二、詎方世專仍不知悔改,明知可發射子彈具有殺傷力之槍枝及具有殺傷力之子彈,均為槍砲彈藥刀械管制條例所管制,未經許可不得持有,竟基於持有具殺傷力槍枝及子彈之犯意,自「不詳時間」起未經許可持有由仿半自動手槍製造,車通金屬槍管內阻鐵而成,擊發功能正常,可供擊發適用子彈使用而具有殺傷力之改造手槍1枝(含彈匣1個,槍枝管制編號0000000000號)及由金屬彈殼組合直徑8.9±0.5mm金屬彈頭而成具有殺傷力及不具殺傷力之非制式子彈各1顆(起訴書誤載為不具殺傷力之子彈2顆)。方世專於未經許可持有上開具有殺傷力之槍枝、子彈期間,因警覺為警盯上,欲託友人代為寄藏該槍彈,乃於100年6月24日晚間9時25分26秒,以0000000000號行動電話與持用0000000000號行動電話之友人 胡輝澤 聯絡,電請伊前來其彰化縣○○鄉○○路住處, 嗣胡輝澤 到方世專住處附近時,看到有數輛疑似警車之車輛,乃於同日晚間11時5分21秒、39分56秒、44分26秒以0000000000號行動電話,與持用0000000000號行動電話之方世專聯絡,方世專告訴胡輝澤暫時不要進其住處,要胡輝澤在附近等候。之後方世專於同晚11時52分50秒以上開行動電話聯絡胡輝澤後,駕車出來在彰化縣○○鄉○○路某處,將前揭槍枝及子彈2顆(其中1顆不具有殺傷力)託胡輝澤藏匿,經胡輝澤同意寄藏而取得上開槍彈。詎胡輝澤於經過約1時20分許後之100年6月25日1時13分32秒持用前開電話,撥打 劉鴻儒 所持用之門號0000000000號行動電話,並於電話中要求劉鴻儒前往彰化縣○○鄉○○村○○路○段○○○號住處見面,恰 廖冠雄 在劉鴻儒身旁,劉鴻儒遂駕車搭載廖冠雄前往胡輝澤上開住處。劉鴻儒、廖冠雄抵達胡輝澤上開住處後,胡輝澤與劉鴻儒隨即共同謀議強盜位於雲林縣○○鄉○○○○路旁之「小玟檳榔攤」內財物,經廖冠雄應允後,胡輝澤隨即取出上開方世專託寄之具殺傷力之改造手槍1支、子彈1顆及不具殺傷力之子彈1顆供己持用,並提供客觀上足供兇器使用之玩具手槍1支交由劉鴻儒持用,同時亦提供客觀上足供兇器使用之西瓜刀1支交由廖冠雄持用。3人乃於25日凌晨2時44分,前往上開「小玟檳榔攤」內持槍強盜,得手約新臺幣10萬餘元(胡輝澤、劉鴻儒及廖冠雄涉犯強盜罪嫌,業經臺灣雲林地方法院以100年度訴字第812號判決各處有期徒刑11年6月、8年、7年6月確定)。

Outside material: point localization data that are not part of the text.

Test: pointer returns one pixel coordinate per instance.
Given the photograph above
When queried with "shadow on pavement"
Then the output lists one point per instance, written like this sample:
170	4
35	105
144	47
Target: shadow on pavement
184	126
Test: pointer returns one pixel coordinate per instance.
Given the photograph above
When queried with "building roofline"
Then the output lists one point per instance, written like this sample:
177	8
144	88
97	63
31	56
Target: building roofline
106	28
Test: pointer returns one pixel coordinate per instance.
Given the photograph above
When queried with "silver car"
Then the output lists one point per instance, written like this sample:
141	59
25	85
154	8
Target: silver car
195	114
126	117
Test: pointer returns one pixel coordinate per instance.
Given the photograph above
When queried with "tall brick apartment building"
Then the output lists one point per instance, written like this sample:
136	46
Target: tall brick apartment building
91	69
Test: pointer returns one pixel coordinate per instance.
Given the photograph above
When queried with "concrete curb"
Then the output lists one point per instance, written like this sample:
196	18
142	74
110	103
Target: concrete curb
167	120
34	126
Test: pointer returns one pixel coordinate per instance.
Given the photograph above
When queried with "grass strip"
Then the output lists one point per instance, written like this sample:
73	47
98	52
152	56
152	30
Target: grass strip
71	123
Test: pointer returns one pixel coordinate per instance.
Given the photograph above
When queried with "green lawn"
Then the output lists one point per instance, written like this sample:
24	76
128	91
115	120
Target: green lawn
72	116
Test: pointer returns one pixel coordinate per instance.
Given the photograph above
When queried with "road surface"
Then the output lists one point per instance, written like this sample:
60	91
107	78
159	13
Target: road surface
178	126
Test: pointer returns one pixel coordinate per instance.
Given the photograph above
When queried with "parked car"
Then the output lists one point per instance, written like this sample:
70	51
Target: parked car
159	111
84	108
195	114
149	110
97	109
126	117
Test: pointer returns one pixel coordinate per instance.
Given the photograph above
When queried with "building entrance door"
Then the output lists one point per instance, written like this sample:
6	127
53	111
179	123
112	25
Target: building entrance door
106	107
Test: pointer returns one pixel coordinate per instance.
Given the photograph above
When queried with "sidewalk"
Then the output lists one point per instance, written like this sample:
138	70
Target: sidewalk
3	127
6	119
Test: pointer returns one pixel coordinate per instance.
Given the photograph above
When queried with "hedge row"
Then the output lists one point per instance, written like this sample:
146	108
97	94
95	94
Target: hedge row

三、胡輝澤於上開強盜犯行得手後,隨即於100年6月25日上午10時53分50秒持上開行動電話,撥打方世專所持用之前揭行動電話,並於通話後未久之同日上午某時許,在上開方世專住處,將本件槍、彈歸還予方世專。嗣胡輝澤於100年8月5日為警查獲後,經警方勸諭交出槍、彈,其遂於同日下午1時35分39秒、2時9分28秒及3時5分6秒,自行撥打方世專所持用之前開電話,要求方世專將本件槍、彈交出,方世專迨於該下午3時5分6秒之通話中,始告知胡輝澤本件槍彈係置放於彰化縣○○鄉○○村○○路○○○號(臺電公司大城變電所)後方產業道路旁之草叢內,胡輝澤隨即帶同員警前往上開地點,而於同日下午3時20分許,查扣上開槍、彈,方悉上情。
四、案經雲林縣警察局臺西分局報告及臺灣雲林地方法院檢察署(下稱雲林地檢署)檢察官自動檢舉後偵查起訴。
理由
甲、程序方面(證據能力方面):㈠被告於警詢受詢問時確呈現疲勞狀態,產生答非所問、應訊
含糊之情形,業經原審當庭勘驗被告於100年10月28日下午4時30分許在雲林縣臺西分局偵查隊製作之警詢筆錄內容發現上情,則被告於警詢時顯有礙於被告依其自由意志而為供述之能力,揆諸刑事訴訟法第156條立法目的,本即係為了避免造成法官因據瑕疵之自白而產生不利於被告心證之結果,是被告於警詢中之陳述既有上開瑕疵存在,即應認該份警詢筆錄不具有證據能力。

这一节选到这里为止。